Paepcke Building to reopen in grand style on Sunday
Aspen, CO Colorado
ASPEN – The Aspen Institute will show off the $11.4 million renovation of the Paepcke Building and celebrate its illustrious history with a free public gathering Sunday.
The event features building tours from 10 a.m. to 4:45 p.m. A number of celebrations will be held throughout the day, starting with a 10 a.m. presentation by Steven Wickes titled, “Why Goethe? Why 1949? Why Aspen? – Walter Paepcke and the Birth of the Aspen Institute.” Wickes is director of the Institute’s Society of Fellows and an unofficial historian of the nonprofit.
Also at 10 a.m., the Aspen Historical Society History Players will present “A Briefly Complete History of Aspen.”
At 11:30 a.m., Gwen Chanzit of the Denver Art Museum will give a lecture called, “The Genius and Relevance of Herbert Bayer.”
Aspen Shortsfest will screen several films between 1 and 2:30 p.m. They are the comedies “Diplomacy,” “Whatever Turns You On” and “Glenn Owen Dodds”; animations “Western Spaghetti” and “Pigeon: Impossible”; dramas “The Six Dollar Fifty Man” and “Little Miss Eyeflap”; and the documentary “Nico’s Challenge.” The shorts are between 2 and 16 minutes.
The concluding events at 3:15 p.m. will be a live performance by Anna Deavere Smith honoring the Paepcke family and a presentation by Aspen Institute President and CEO Walter Isaacson titled, “The Role of the Aspen Institute in the World Today.”
Despite the jammed lineup, the Walter Paepcke Memorial Building itself will be the focal point of the day. It was built in the early 1960s and dedicated in 1963. After 47 years it has undergone an interior renovation intended to take it into the 21st century.

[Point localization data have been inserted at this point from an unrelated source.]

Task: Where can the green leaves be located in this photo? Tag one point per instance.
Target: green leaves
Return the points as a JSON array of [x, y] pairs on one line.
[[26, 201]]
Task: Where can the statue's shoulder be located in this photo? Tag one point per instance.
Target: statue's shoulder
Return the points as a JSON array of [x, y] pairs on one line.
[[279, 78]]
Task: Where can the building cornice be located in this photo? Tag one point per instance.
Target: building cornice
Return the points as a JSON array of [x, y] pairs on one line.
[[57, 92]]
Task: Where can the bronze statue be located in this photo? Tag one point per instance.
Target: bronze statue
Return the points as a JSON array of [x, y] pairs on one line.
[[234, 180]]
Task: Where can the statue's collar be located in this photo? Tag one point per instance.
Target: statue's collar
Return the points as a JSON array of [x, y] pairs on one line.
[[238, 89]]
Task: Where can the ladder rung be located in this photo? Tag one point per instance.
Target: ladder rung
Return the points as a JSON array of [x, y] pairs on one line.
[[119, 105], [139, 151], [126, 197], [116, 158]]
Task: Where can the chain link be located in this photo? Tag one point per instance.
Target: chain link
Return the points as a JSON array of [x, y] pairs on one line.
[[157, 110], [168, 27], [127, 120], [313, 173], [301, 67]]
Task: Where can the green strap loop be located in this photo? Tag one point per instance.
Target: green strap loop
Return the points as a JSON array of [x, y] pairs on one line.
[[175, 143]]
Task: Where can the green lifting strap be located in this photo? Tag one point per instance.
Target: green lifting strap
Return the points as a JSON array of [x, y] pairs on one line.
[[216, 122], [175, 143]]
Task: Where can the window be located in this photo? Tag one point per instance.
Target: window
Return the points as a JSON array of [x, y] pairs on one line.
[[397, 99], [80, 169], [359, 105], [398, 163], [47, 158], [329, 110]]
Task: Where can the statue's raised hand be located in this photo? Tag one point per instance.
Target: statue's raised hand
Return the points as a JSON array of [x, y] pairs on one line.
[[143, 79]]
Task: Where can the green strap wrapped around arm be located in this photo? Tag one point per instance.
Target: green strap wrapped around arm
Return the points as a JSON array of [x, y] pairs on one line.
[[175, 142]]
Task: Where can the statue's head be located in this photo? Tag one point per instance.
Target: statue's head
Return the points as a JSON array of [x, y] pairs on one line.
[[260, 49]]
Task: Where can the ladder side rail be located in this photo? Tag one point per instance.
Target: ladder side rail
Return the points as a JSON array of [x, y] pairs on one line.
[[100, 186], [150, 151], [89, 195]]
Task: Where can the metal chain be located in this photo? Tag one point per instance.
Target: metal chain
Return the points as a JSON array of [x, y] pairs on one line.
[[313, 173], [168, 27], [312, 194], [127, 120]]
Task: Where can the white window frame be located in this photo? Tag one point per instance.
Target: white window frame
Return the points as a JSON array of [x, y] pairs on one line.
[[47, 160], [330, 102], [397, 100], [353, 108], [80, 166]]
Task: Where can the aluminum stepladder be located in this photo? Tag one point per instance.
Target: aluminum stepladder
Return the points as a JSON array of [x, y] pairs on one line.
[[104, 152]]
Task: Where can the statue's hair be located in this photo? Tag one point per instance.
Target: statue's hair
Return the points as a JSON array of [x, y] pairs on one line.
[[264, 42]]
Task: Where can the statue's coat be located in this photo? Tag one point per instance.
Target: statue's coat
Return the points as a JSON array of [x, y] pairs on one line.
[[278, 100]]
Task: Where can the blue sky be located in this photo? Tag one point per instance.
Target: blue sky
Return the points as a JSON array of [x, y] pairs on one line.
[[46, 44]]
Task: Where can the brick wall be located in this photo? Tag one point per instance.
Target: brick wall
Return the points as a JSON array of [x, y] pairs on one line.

The Institute staff says the building has always been special; now it’s smart, too. It will use 55 percent less energy than before. Efficiency improvements include a new roof, new insulation and double-pane windows. Water from a pond will be used with a ground-source heat pump in a geothermal system to reduce required electricity for heating and cooling.
Carbon dioxide sensors will gauge the number of people in a room and adjust the ventilation as necessary.
The auditorium was expanded by 60 seats to boost the capacity to 410. It was also brightened and retractable glass doors will allow in more fresh air and light.
State-of-the-art lighting, sound system and cinematic electronics were installed, and 57-inch monitors were installed in the lobby and outdoor courtyards to allow overflow crowds to catch the action.
The exterior of the community treasure was essentially untouched, maintaining the integrity of Bayer’s architecture and design.
All of Sunday’s events are free and open to the public.